EU to the Right: Hungary and France

Brexit and Trump were not aberrations of the Anglo-Saxon world, but signs of larger forces of nationalism that are rising again. Viktor Orban and his Fidesz party retained power with a landslide electoral win in Hungary on 4 April, and immediately branded President Zelensky of Ukraine an “opponent”. At least Orban is consistent; he has always been critical of Ukraine, the EU - of which Hungary has been a member since 2004 - immigration, and LGBTQ rights.

As France’s Presidential election first round of voting showed recently, as was the case in 2017 Macron’s only challenge will be from Marine Le Pen of the National Front. Le Pen, daughter of the founder of the National Front, has policies that include dramatically cutting immigration, limiting immigrant’s rights to access social services and the outlawing of Muslim headscarves. France’s politics has fragmented in to more extremes, to the detriment of the formerly dominant Socialists and Republicans: 57% of the first round votes we cast for candidates that could be regarded as “extreme”, left or right.

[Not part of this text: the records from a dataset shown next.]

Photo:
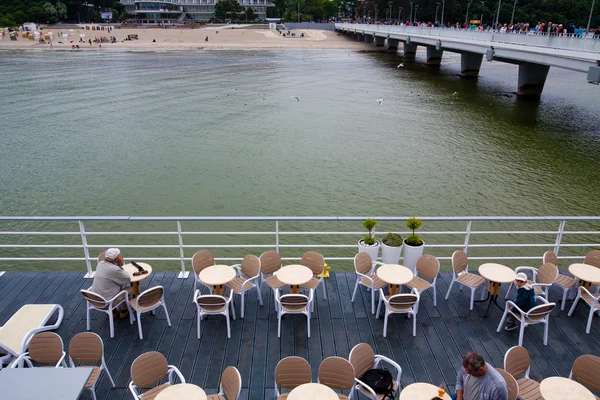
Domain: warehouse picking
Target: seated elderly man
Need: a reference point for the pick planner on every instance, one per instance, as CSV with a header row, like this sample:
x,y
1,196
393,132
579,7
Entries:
x,y
478,380
110,275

The EU is catching up with electoral patterns seen in the US (Trump), Brazil (Bolsonaro), Mexico (AMLO) and several African countries. In India, the world’s largest democracy, the ruling BJP party made further gains in state elections in March, giving Hindu-nationalist President Modi - no fan of the West - an even stronger position. There are now a significant number of democracies around the world that now have decidedly illiberal political inclinations.

The Most Dangerous Moment: Ukraine Escalation

The great thinker and writer Noam Chomsky recently said that we are fast approaching the most dangerous moment in human history, as we confront environmental destruction and the “grim cloud of fascism”. Chomsky said it reminded him of his first, youthful, publication in February 1939, as he observed the fall of Austria, Czechoslovakia and Barcelona to fascist forces.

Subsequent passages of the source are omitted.